The Affordable Care Act, as originally passed, holds
tremendous promise to decrease health care costs and increase insurance
coverage rates across rural states like Maine. But federal court
opinions and repeated vetoes of Medicaid expansion are putting all that
into jeopardy. Already, data is pointing to widening disparities between
the states embracing health reform and those that have resisted — in
the numbers of uninsured, in new health care jobs and in the finances of local hospitals.
Historically, the United States has maintained the highest health spending in the world, but it still had lower life expectancies and the highest rates of infant mortality
in the developed world. Health costs have sucked up 18 percent of our
gross domestic product, leaching out wage gains and damaging America’s
global competitiveness.
These factors drove Congress and the president to enact
health care reform. Since then, despite the fact that health care
utilization typically increases as the economy recovers from recession,
health care cost growth has been held in check and health economists
increasingly agree that this is due to the structural reforms initiated by the ACA.
And, with federal subsidies and Medicaid expansion to help cover the working poor, the number of people who are uninsured
in the country is going down. These are promising trends, but die-hard
reform opponents continue to work to reverse them. Every recalcitrant
governor, every contentious court decision impedes health reform from
realizing its full potential, despite its proven success to date.
There are two Americas. One is prosperous, long-lived and
healthy. The second comprises the working poor who are short-lived,
disabled early and beset by chronic illnesses that could have been
prevented — diabetes, heart failure, pulmonary disease. Those in this
second America are people who have a job — maybe two — but do not earn
enough to make ends meet.
We make special provisions for some of the most vulnerable
in this group — children, the elderly and disabled — but millions of
hard-working Americans fall through the gaps. And unfortunately, the
ranks of America’s working poor are increasing, not shrinking.

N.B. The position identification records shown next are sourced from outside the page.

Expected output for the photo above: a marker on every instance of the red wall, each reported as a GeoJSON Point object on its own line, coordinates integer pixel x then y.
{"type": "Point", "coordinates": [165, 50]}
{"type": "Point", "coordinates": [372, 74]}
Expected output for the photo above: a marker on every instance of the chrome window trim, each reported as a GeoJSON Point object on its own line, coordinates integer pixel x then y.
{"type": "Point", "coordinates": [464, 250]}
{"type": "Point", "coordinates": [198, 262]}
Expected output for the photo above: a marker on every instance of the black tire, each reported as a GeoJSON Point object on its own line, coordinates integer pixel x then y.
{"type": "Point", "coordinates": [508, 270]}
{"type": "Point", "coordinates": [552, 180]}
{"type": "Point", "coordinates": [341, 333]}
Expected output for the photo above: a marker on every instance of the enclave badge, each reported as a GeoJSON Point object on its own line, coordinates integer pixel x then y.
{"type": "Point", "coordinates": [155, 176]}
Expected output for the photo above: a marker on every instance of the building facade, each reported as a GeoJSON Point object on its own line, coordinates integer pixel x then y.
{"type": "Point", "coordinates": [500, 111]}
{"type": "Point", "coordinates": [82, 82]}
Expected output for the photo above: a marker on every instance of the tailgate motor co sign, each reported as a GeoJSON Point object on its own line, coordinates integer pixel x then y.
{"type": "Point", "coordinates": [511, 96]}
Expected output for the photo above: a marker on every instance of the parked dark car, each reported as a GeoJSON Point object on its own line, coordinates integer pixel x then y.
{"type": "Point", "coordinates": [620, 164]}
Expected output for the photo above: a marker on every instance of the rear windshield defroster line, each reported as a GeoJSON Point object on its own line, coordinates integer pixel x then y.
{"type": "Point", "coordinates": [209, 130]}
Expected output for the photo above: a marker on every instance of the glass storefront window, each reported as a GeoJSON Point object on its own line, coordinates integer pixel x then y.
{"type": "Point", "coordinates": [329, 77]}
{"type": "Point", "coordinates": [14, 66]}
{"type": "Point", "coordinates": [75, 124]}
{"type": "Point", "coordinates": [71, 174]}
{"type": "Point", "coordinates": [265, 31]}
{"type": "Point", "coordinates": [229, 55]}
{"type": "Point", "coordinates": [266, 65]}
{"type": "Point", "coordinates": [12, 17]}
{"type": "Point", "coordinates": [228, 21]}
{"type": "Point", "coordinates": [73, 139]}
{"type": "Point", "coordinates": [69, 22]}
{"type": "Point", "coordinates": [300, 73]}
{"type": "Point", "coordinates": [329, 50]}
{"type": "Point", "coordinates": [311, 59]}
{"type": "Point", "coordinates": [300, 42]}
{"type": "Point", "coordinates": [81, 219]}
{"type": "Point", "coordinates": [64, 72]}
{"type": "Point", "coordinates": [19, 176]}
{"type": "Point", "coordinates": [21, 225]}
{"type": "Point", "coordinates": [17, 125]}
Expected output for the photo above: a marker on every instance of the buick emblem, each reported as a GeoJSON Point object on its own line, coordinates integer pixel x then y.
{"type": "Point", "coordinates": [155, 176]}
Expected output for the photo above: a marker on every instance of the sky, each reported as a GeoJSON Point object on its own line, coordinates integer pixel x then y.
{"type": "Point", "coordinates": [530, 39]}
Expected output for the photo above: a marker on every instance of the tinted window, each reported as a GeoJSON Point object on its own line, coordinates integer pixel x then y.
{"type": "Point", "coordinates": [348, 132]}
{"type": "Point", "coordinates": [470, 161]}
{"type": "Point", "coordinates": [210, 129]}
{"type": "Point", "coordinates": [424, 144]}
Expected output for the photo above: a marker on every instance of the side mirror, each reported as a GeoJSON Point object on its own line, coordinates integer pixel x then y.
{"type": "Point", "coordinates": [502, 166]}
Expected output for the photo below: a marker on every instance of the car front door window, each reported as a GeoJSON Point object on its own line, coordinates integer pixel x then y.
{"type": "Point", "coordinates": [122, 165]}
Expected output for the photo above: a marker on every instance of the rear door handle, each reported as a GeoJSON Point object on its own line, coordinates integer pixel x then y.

An American born in one of our rural counties is likely to live a shorter life
than a person in Algeria or Bangladesh. Meanwhile, Americans who live
in prosperous urban regions have life expectancies that rival the
healthiest places in the world. This disparity exists, and it takes
money. It costs our economy, through lost worker productivity and the
high price of treating people in emergency rooms when they cannot afford
less expensive preventive care.
As designed, health reform aimed to erase health
disparities. It pumped money into making affordable health care
available to Americans in poorer, more rural states like Maine. It
offered good jobs and billions in economic impact
while improving the quality of care to all Americans wherever they
live, whatever their income. It directed money to cost-effective primary
care and dedicated scholarship funds to increase the number of doctors in rural and underserved areas, like much of Maine.
The New York Times
recently reported that state-level refusal to expand Medicaid combined
with the recent court ruling jeopardizing subsidies to residents of
states on the federal exchange threaten to undo the national reform and
create a state-by-state patchwork. This would effectively maintain the
two Americas. The states that declined to expand Medicaid or design
state exchanges are mostly the poorer, less healthy states. Right now,
Maine is on this list.
Gov. Paul LePage has vetoed majority votes to expand Medicaid five times. If we continue in this direction, 12 percent of Mainers will continue to be uninsured while 96 percent of residents in nearby Massachusetts are insured.
Politics threaten to block health reform from fulfilling its
promise: to bridge the yawning gap in health and economic potential
between the two Americas. Partisan politics shouldn’t block Maine from
reaping the benefits of health reform — both in better health outcomes
and in expanded economic opportunity.
Christy Daggett is a policy analyst at the Maine Center for Economic Policy.